"Only one company had raised the issue. From the time the law was made, for the past two years, no one had raised any objections that it is not WTO compliant," Nath said on the sidelines of signing an agreement with Switzerland on intellectual property rights.
Nath said time had proved that the Indian law that denied patents for minor improvements to known drugs did not lead to any increase in prices.
"When this law was made, I had told in the Parliament that prices will not rise.

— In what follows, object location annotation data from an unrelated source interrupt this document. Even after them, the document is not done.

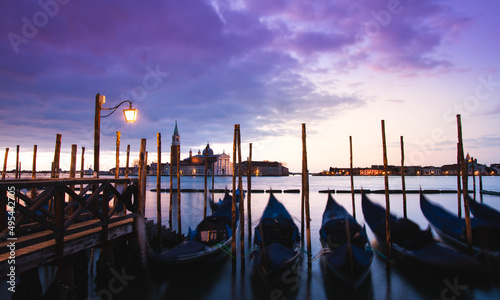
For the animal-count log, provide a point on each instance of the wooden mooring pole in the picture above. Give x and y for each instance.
(72, 171)
(127, 162)
(242, 203)
(305, 174)
(33, 168)
(158, 189)
(117, 155)
(387, 201)
(117, 163)
(17, 163)
(249, 194)
(171, 186)
(82, 164)
(5, 163)
(481, 186)
(233, 206)
(403, 183)
(57, 155)
(178, 163)
(352, 179)
(459, 182)
(142, 177)
(473, 178)
(205, 186)
(465, 174)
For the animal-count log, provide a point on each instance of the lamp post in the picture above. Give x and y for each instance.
(130, 116)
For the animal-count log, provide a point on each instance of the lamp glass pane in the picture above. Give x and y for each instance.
(130, 114)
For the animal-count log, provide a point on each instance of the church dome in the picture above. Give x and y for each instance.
(210, 151)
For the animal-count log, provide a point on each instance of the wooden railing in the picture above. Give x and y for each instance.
(57, 205)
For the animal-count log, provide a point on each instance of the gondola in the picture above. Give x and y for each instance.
(348, 254)
(451, 229)
(413, 246)
(276, 243)
(206, 245)
(215, 205)
(485, 213)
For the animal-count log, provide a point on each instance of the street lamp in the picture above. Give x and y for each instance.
(130, 116)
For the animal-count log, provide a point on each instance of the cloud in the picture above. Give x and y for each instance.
(227, 61)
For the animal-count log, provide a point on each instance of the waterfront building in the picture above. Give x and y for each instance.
(265, 168)
(218, 164)
(431, 171)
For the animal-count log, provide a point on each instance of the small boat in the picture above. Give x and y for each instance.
(485, 213)
(276, 242)
(207, 244)
(451, 229)
(413, 246)
(348, 254)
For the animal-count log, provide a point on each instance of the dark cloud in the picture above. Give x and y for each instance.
(227, 61)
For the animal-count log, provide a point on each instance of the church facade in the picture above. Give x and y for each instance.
(216, 164)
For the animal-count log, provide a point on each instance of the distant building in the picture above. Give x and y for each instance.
(218, 164)
(431, 171)
(494, 169)
(449, 170)
(164, 168)
(122, 170)
(265, 168)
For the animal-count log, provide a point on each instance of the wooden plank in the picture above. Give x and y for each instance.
(46, 182)
(45, 252)
(5, 163)
(387, 201)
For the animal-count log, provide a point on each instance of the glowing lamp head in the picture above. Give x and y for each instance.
(130, 114)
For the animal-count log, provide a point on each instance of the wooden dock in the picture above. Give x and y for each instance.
(56, 221)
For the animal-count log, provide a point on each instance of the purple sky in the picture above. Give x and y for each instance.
(338, 66)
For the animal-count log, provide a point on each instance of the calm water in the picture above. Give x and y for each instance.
(398, 282)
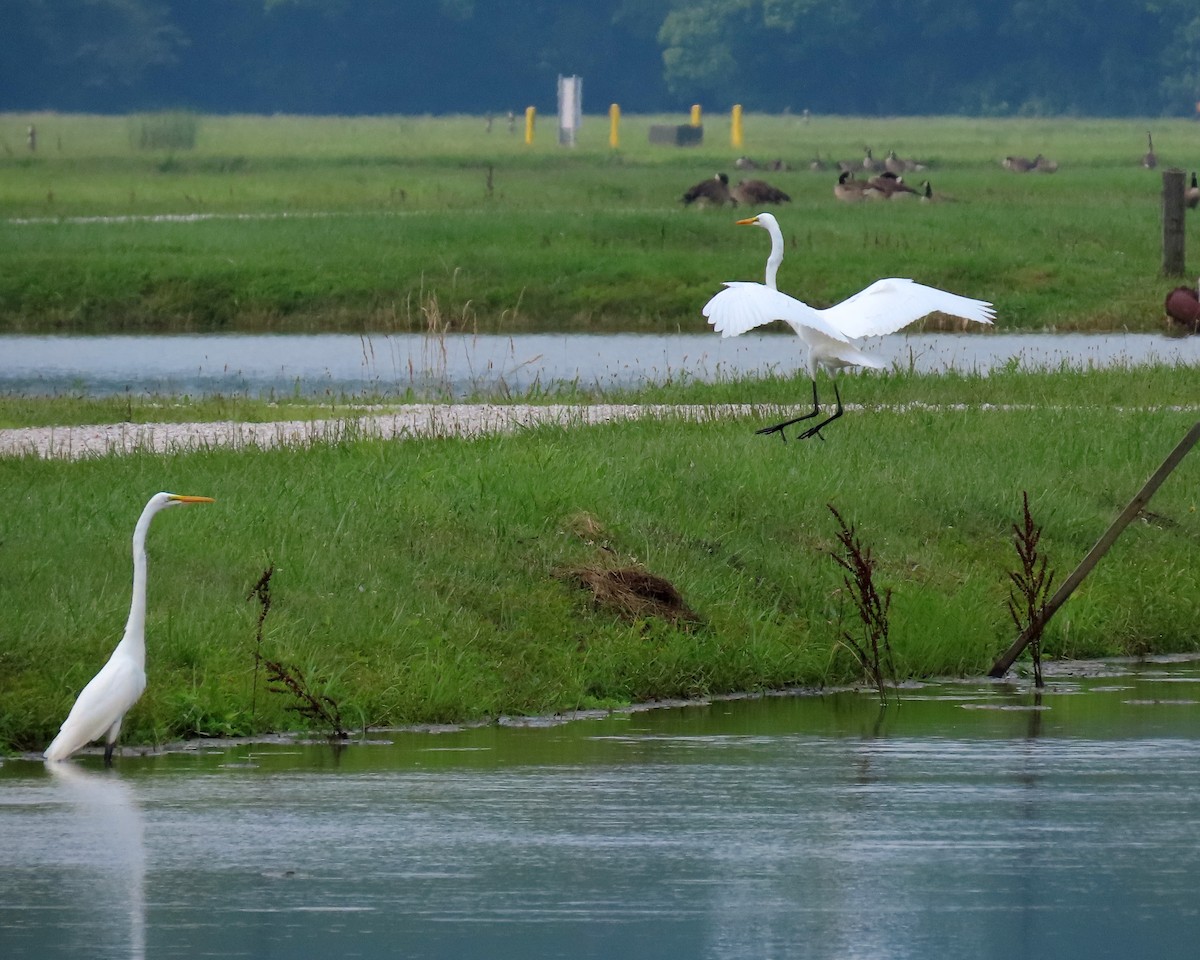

It has been two years, and time is the biggest witness that the prices have not risen because of the law," he said.
The court rejected the challenge, saying it had no jurisdiction on whether Indian patent laws complied with intellectual property rules set by the WTO, as Novartis had questioned.
Novartis is expected to make a statement soon on the court order.
Novartis had filed a similar case against the South African Government in 2001, which tried to roll out HIV anti-retro viral drugs in its own country by granting licenses.
The Swiss company has said the Indian patent system stifles innovation.
Critics of Novartis say changes to the law would affect the supply of affordable anti-AIDS drugs from India, one of the biggest makers of generic drugs.
Novartis had moved the Madras High Court against a law that blocks the patenting of minor improvements in known molecules.
The Swiss pharmaceutical firm argued tightening of intellectual property laws would increase investment for developing more drugs.